Redacción/Sol Quintana Roo

Chetumal.- La extitular de la Secretaría de Turismo (Sedetur) y actual rectora de la Universidad del Caribe, Marisol Vanegas Pérez, arrastra un historial de corrupción y malos manejos cuando estuvo al frente de la dependencia estatal, ahora a cargo de Andrés Aguilar Becerril, quien mantiene la secrecía en torno al tema.

Así lo demuestra el oficio SECOES/SACI/CGGOIC/0153/IV/2021, emitido por la Secretaría de la Contraloría del Estado (Secoes) y el Órgano Interno de Control de la Sedetur, el pasado 16 de julio y del que Sol Quintana Roo tiene una copia.

En éste, se arroja el informe de la Auditoría al Gasto Corriente Capítulos 2000 y 3000 del último año de gestión, en el que se emitieron cuatro observaciones, todas por gastos sin aclarar o sin justificar.

La primera observación refiere que durante la gestión de Vanegas Pérez hubo deficiencias en la integración de los expedientes unitarios de las adquisiciones de bienes, arrendamiento y servicios, lo que denota la falta o inexistencia de comprobantes que avalen las operaciones con recursos de la dependencia.
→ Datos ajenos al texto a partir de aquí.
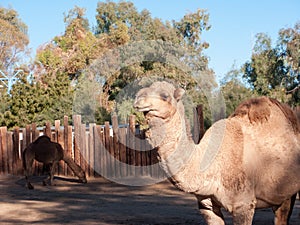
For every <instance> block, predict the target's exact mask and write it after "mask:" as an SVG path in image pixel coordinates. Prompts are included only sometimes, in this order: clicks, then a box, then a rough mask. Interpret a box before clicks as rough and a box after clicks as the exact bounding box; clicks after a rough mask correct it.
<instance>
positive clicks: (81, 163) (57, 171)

La segunda se basa en el gasto devengado y pagado sin documentación comprobatoria que justifique el gasto, sin evidencia documental de la prestación del servicio y sin registro contable; es decir que no hay manera de comprobar que las contrataciones de la Sedetur realmente se hayan ejecutado.

La tercera se refiere a las pólizas contables sin la evidencia documental suficiente que ampare la adquisición o servicio prestado a la Secretaría de Turismo; mientras que la cuarta se enfoca en la diferencia entre el gasto modificado y el gasto pagado de la partida de congresos y convenciones, lo que podría reflejar opacidad en el manejo de recursos.

En ese tenor, la Secoes y el Órgano Interno de Control solicitaron a la otrora secretaria de Turismo “girar las instrucciones que considere pertinentes, a fin de que se implementen las medidas correctivas y preventivas acordadas conforme a los términos y plazos establecidos con la Unidad Auditada en las cédulas de observaciones correspondientes” y, aunque le advirtieron que realizarían el seguimiento del cumplimiento, la funcionaria simplemente ignoró el documento.

Por si fuera poco, los desvíos en los que incurrió se suman al oneroso sueldo que cobró durante su gestión al frente de la Sedetur, el cual ascendía a 86 mil 763.11 pesos mensuales, de acuerdo con el reporte emitido en abril pasado.

La exfuncionaria decidió “abandonar el barco” en julio pasado, luego de que el gobierno de Estados Unidos emitiera una alerta para no viajar a México, específicamente a Quintana Roo, por la inseguridad y el riesgo de contraer coronavirus.

Incapaz de imponer orden en los protocolos sanitarios, cuando el Estado alcalzaba los dos mil 500 casos semanales de Covid-19, la cuestionada secretaria dejó botada la Sedetur para migrar a la Universidad del Caribe, donde pretende esconderse hasta que se olviden sus manejos turbios.